- Directed by: Ike Jarlego Jr.
- Written by: Mel Mendoza-del Rosario
- Produced by: Vincent del Rosario III
- Starring: Bong Revilla; Rufa Mae Quinto;
- Cinematography: Eduardo Jacinto
- Edited by: Marya Ignacio
- Music by: Nonong Buencamino
- Production company: Viva Films
- Distributed by: Viva Films
- Release date: January 23, 2002;
- Running time: 107 minutes
- Country: Philippines
- Language: Filipino

= Mahal Kita, Final Answer =

2002 romantic comedy film by Ike Jarlego Jr.

Mahal Kita, Final Answer is a 2002 Philippine romantic comedy film directed by Ike Jarlego Jr. and written by Mel Mendoza-del Rosario. The film stars Bong Revilla and Rufa Mae Quinto.
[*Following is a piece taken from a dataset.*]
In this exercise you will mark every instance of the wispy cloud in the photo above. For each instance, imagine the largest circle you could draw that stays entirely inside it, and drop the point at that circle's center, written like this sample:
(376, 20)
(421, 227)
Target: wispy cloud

The film is streaming online on YouTube.

==Plot==
Benito is a rich, playboy businessman afraid of commitment. Joanna is a "kontesera", a girl who eternally auditions in all types of contests (including joining the game show Who Wants to Be a Millionaire), only to end up failing each time. Their paths cross when Joanna applies for a job at Benito's company despite not being qualified. At first Benito rejects Joanna for the position of secretary but later on when he sees the stocks and sales graphics of his company declining when Joanna leaves, he asks Joanna to come back and get hired after seeing the graphics stay up. He slowly realizes Joanna is his lucky charm in life because it was only her who saves an investor from pulling out of his company, keeps on winning in high-stakes gambling with his friends, and straightened the problems confronting his houseboy Jimboy and stepsister Nanette.

But as the saying goes "luck runs out", Benito loses everything when Joanna leaves him to take care of a family emergency. The only people that stuck with him was Jimboy (who is now openly gay) and his family who never left his side. He was also convinced by his mother to start his business again after she revealed she never spent the monthly allotments sent to her through any of his emissaries, including Joanna. It was then Benito realized Joanna was more than just his lucky charm in life.

When Joanna joined Who Wants to Be a Millionaire for the second time as a contestant, she was able to answer all the questions correctly, winning the jackpot prize. But she was more than happy when Benito showed up in the studio to profess his love for her.

==Cast==
- Bong Revilla as Benito Pinlac
- Rufa Mae Quinto as Joanna
- John Lapus as Jimboy
- Patricia Javier as Gwen
- Bobby Andrews as Kenneth
- Anne Curtis as Nanette
- Berting Labra as Jose
- Janice Jurado as Anabel
- Eddie Arenas as Benito's stepfather
- Marita Zobel as Benito's mother
- Jeanette Diaz as Wenn
- Chubi del Rosario as Jojo
- Mandy Ochoa as Benito's friend
- Edwin Reyes as Benito's friend
- James Sicangco as Benito's friend
- Mon Confiado as Sarhento
- Shanah Caratiquet as Joanna's sister
- O.J. Jacinto as Joanna's sister
- Christopher de Leon as himself, hosting Who Wants to Be a Millionaire? (cameo)

==See also==
- Slumdog Millionaire - a film with different plot but features Wants to Be a Millionaire in it.